A pregnant client with type 1 diabetes is visiting the prenatal clinic for the first time. The client is at risk for serious complications. What is the most important goal during pregnancy to decrease risk of complications? 1. Monitor and control blood glucose levels. 2. Limit pregnancy weight gain to an average of 25 pounds. 3. Preplan for a cesarean section. 4. Show up for all perinatal office visits.

1. Monitor and control blood glucose levels. (In any prenatal situation, the goal is an optimally healthy mother and newborn. Monitoring to control blood glucose levels is the most important goal to a healthy mother and baby. By controlling a healthy glucose level, other complications are less likely to occur. The mother can best manage glucose levels by controlling weight gain and monitoring levels regularly. A woman who is average weight before getting pregnant can gain 25 to 35 pounds after becoming pregnant. Underweight women can gain 28 to 40 pounds. Overweight women should gain no more than 15 to 25 pounds during pregnancy. Preplanning for a cesarean section is realistic due to the larger than average size of babies delivered by diabetics but is not a risk reducing factor during the pregnancy. Perinatal office visits will help the mother monitor and identify early interventions that can be implemented to maintain blood glucose control. Test-Taking Tip: Relax during the last hour before an exam. Your brain needs some recovery time to function effectively.)

A 16-year-old primigravida who appears to be at or close to term arrives at the emergency department stating that she is in labor and complaining of pain continuing between contractions. The nurse palpates the abdomen, which is firm and shows no sign of relaxation. What problem does the nurse conclude that the client is experiencing? 1. Placenta previa 2. Precipitous birth 3. Abruptio placentae 4. Breech presentation

3. Abruptio placentae (Rationale: Abruptio placentae indicates premature placental separation; the classic signs are abdominal rigidity, a tetanic uterus, and dark-red bleeding. Placenta previa occurs with a low-lying placenta and is manifested by painless bright-red bleeding. Information on cervical effacement, dilation, and station is required before the nurse can come to this conclusion. Fetal presentation is not related to the client's signs and symptoms.)

A client who is in labor is admitted 30 hours after her membranes ruptured. Which condition is this client at increased risk for? 1. Cord prolapse 2. Placenta previa 3. Chorioamnionitis 4. Abruptio placentae

3. Chorioamnionitis (The risk of developing chorioamnionitis (intra-amniotic infection) is increased with prolonged rupture of the membranes; foul-smelling fluid is a sign of infection.
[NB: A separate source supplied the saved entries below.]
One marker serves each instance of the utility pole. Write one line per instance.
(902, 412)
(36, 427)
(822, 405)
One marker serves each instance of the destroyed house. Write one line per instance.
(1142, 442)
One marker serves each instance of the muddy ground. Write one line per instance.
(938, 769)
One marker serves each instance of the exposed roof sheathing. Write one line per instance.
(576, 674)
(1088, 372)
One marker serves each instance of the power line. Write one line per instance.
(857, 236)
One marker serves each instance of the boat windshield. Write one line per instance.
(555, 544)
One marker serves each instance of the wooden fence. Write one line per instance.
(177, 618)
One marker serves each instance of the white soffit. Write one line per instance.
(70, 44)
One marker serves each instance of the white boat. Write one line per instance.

A prolapsed cord usually occurs shortly after the membranes rupture, not a day and a half later. Placenta previa is an abnormally implanted placenta; it is unrelated to ruptured membranes. Premature separation of the placenta is unrelated to ruptured membranes.)
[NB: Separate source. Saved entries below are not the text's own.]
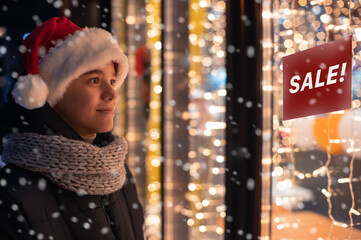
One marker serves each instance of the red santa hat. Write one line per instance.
(57, 52)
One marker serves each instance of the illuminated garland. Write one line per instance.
(300, 25)
(206, 113)
(153, 142)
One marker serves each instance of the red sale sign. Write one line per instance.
(318, 80)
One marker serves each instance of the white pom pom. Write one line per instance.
(30, 91)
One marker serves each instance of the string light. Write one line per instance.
(206, 112)
(290, 27)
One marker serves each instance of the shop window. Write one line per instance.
(311, 166)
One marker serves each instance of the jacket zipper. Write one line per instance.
(101, 198)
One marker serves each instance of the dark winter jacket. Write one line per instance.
(32, 207)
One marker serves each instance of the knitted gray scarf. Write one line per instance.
(74, 165)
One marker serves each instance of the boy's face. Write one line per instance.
(89, 102)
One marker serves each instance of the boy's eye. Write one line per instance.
(94, 80)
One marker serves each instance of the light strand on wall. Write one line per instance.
(153, 142)
(310, 24)
(206, 113)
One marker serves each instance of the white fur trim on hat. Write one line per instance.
(85, 50)
(30, 91)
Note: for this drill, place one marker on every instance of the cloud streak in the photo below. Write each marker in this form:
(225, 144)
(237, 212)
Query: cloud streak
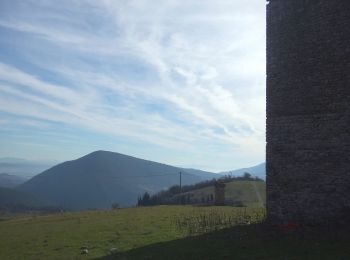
(187, 77)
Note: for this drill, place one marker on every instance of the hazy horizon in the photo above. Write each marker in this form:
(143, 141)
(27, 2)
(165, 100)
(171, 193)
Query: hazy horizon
(177, 83)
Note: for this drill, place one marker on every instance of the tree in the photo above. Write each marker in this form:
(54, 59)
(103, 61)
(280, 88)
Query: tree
(247, 176)
(115, 205)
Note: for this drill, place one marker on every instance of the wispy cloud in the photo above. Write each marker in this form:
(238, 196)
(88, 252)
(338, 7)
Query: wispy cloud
(186, 76)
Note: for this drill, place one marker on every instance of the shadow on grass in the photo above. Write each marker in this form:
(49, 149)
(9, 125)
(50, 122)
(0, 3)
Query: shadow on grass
(259, 241)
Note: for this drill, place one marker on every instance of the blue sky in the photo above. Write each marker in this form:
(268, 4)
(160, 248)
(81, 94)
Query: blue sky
(179, 82)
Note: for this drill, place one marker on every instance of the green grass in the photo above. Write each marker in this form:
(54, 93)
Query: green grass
(166, 232)
(61, 236)
(237, 191)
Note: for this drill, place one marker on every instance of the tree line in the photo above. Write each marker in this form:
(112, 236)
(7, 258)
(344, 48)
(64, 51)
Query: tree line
(174, 195)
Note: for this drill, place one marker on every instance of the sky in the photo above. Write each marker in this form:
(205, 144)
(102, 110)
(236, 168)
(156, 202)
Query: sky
(177, 82)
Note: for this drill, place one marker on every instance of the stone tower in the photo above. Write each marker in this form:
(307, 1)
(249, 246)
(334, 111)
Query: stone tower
(308, 110)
While mopping the kitchen floor, a client at 37 weeks' gestation experiences a sudden sharp pain in her abdomen with a period of fetal hyperactivity. When the client arrives at the prenatal clinic, the nurse examines her and detects fundal tenderness and a small amount of dark-red bleeding. What does the nurse conclude is the probable cause of these clinical manifestations? 1. True labor 2. Placenta previa 3. Partial abruptio placentae 4. Abdominal muscular injury

3. Partial abruptio placentae (Typical manifestations of abruptio placentae are sudden sharp localized pain and small amounts of dark-red bleeding caused by some degree of placental separation. True labor begins with regular contractions, not sharp localized pain. There is no pain with placenta previa, just the presence of bright-red bleeding. There are no data to indicate that the client sustained an injury.)